I've noticed that if a plant flowers it means one of two things - it is thriving or about to die. I think in this case it is thriving. Congrats! I've never tried to pollinate one since they simply set seed by themselves here. Aren't they the coolest flowers?


----------



## eOrchids (Apr 22, 2010)

Awesome! Congrats on the bloom!

A couple of my sarracenia species (alata, flava, oreophila, leucophylla, minor, purpurea) are in bud as well.

In regards to pollination, there is a structure between the petals. On the opposite side of the structure, there's a small lump. That lump is the stigma. There are 5 of them around the flower. You will also notice the stamen are near by. Determining the flower has been opened a few days, chances are pollen have fallen down at the base of the stigma. It looks like fine powder. Take a paintbrush and gather up some pollen and gently rub against the lump.

Hope this helps.


----------



## NYEric (Apr 22, 2010)

Orchid sex tips!


----------



## biothanasis (Apr 22, 2010)

NYEric said:


> Orchid sex tips!



:rollhappy:

I am glad you like it!!! eOrchids thank you very much for the info & tips!! I will try tomorrow!! 

Now I need to expand the collection...hehehe:evil:


----------



## SlipperFan (Apr 22, 2010)

Cool. It looks like a lantern.


----------



## paphioboy (Apr 24, 2010)

cool! I can never get my sarras to flower..


----------



## Kevin (Apr 24, 2010)

biothanasis said:


> I think it likes it here!!! This is how it bloomed!! The last photo is of yesterday! It started like an alien head and ended up with an inflorescence of 5 flowers attached to each other. How can I pollinate it?



Very cool! That's just one flower, by the way. As for pollination, I haven't tried it myself, but try this link for a visual: http://www.rayandtrish.com/Pollinate%20a%20Sarracenia/How%20to%20Pollinate%20a%20Sarracenia.htm Good luck!


----------



## biothanasis (Apr 24, 2010)

Hey Kevin, thanks for the info!!

This is one flower???? It has 5 compartments and I thought that it is an inflorescence. If you have any particular info about it please onfor me when possible!!! TYTYTY!!


----------



## biothanasis (Apr 24, 2010)

Oh, reading the info you sent me, I can understand that there is one flower with 5 entrances / exits...!


----------



## biothanasis (May 9, 2010)

These were given to me as gifts too for my birthday!!!!

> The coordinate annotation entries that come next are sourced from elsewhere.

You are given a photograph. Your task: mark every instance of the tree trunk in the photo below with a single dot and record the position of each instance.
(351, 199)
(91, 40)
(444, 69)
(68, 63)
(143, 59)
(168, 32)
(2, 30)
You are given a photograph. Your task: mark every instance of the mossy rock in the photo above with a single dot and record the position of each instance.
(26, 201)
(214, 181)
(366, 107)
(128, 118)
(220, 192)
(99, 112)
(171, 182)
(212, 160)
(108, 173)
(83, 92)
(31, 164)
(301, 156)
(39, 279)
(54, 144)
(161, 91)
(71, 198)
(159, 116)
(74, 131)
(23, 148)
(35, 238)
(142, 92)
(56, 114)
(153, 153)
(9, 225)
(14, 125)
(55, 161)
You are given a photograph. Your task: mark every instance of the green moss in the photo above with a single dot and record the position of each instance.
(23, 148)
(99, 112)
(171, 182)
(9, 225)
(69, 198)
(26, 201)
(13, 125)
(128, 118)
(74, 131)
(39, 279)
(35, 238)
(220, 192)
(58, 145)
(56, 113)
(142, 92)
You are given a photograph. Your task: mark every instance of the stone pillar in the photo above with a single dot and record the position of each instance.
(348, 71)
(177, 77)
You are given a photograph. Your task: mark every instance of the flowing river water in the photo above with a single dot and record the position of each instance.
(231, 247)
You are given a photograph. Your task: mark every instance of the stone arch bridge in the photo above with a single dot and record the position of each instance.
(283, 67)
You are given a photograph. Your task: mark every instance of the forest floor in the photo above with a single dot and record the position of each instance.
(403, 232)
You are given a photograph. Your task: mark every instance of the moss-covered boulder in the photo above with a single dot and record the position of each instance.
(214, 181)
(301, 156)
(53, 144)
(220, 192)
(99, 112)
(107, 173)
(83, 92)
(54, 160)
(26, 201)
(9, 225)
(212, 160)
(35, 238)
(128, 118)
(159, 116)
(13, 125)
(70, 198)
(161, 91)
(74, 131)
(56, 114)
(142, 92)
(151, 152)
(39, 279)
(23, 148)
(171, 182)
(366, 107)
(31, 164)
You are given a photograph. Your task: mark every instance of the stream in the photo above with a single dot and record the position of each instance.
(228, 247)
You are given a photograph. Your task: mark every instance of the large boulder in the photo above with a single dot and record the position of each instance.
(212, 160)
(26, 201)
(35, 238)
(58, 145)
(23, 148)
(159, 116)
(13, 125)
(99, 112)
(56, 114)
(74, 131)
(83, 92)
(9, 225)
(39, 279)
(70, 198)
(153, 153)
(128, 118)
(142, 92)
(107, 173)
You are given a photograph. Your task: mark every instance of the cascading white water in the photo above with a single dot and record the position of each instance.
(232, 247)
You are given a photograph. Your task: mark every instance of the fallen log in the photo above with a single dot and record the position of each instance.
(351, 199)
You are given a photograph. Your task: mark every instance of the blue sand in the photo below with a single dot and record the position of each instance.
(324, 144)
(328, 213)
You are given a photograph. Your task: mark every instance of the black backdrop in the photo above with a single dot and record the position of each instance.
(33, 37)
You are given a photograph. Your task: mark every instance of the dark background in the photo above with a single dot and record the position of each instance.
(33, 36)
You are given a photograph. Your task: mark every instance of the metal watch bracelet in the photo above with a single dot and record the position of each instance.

CouldI put the two sarracenia I have along with this Dionea in the same pot?? Could I sit the pot in water (or there is another method)?? I know it is ok with sarracenia, but what about dionea?? Please help!!  TY


----------



## Clark (May 9, 2010)

Happy belated birthday Thanasis.

Same pot- ok.
Pool of water- ok.
There is no way to drown these.


----------



## biothanasis (May 9, 2010)

Thank a lot Clark! Both for the wish and info...


----------



## Yoyo_Jo (May 9, 2010)

:clap: Great birthday gifts!!


----------



## KyushuCalanthe (May 9, 2010)

Very nice gifts! I'd recommend you give them as much sun as possible, especially if grown outside. The long trumpeted plants will flop over in the first rain or heavy wind otherwise. As said, keep 'em wet while in growth, but back off a bit during dormancy.


----------



## biothanasis (May 9, 2010)

Thank you Tom!!! So they strengthen up with sun!? Hmmmm.... they get almost 3-4 hours of direct sun from late spring to mid autumn. The one that flowered seems to be ok, so I guess it will be ok for the other two too! The Dionea has the same habit with Sarracenias? Most of the traps die in winter and grow back again in spring?


----------



## Kevin (May 9, 2010)

All of these are perennial, so they do die back in the fall and come again in the spring. The Dionaea can be grown with the Sarracenia. They like full sun, but 3-4 hours should be okay - more would be better, though. Sarracenias will flop over in the wind and heavy rain - even if grwn outside, but they may be able to 'adapt' to if, ground year-round outside. Habitat shots often show floppy pitchers.


----------



## KyushuCalanthe (May 9, 2010)

Is there an echo in here? :rollhappy: Yup, give 'em as much sun as you can. You really can't burn them as long as they have adequate humidity and are wet at the roots.


----------



## NYEric (May 10, 2010)

oh, more light! [where's the realization lightbulb smiley!?]


----------



## biothanasis (May 10, 2010)

TY all...


----------